La giustificazione, ossia la pretesa di agire in difesa di un proprio diritto, avrebbe comportato una diversa condanna, ossia per esercizio arbitrario delle proprie ragioni, fatto sicuramente penalmente rilevante ma di minore gravità.

Davanti alla Corte di Cassazione, la difesa degli imputati ha cercato nuovamente di ottenere quanto meno la derubricazione del reato dal fatto più grave di estorsione a quello meno grave di esercizio arbitrario delle proprie ragioni.

L'impianto accusatorio e quindi la sentenza impugnata, però, hanno retto anche al vaglio della Corte nomofilattica.

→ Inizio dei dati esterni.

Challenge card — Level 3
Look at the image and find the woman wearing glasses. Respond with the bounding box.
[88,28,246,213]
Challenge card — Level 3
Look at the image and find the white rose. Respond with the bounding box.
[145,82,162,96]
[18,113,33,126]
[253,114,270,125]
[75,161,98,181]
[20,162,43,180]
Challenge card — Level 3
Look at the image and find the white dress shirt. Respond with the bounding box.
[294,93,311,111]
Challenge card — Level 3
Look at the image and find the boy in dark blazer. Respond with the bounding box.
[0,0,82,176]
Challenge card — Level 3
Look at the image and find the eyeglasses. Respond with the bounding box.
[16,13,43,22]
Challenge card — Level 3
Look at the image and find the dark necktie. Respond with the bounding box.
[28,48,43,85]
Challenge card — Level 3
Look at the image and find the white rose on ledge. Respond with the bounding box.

Si legge in sentenza che «i delitti di esercizio arbitrario delle proprie ragioni e di estorsione si distinguono anche in considerazione del fatto che, nel primo, l'agente persegue il conseguimento di un profitto nella convinzione, ragionevole anche se infondata, di esercitare un suo diritto, ovvero di soddisfare personalmente una pretesa che potrebbe formare oggetto di azione giudiziaria; nel secondo, l'agente persegue il conseguimento di un profitto, pur nella consapevolezza di non averne diritto (Sez. 2, n. 46288 del 28 giugno 2016, Rv 268362; Sez. 2, n. 22935 del 29.5.2012, Rv 253192)» (Cass. 10/10/2017 - 8/10/2017 n. 50954).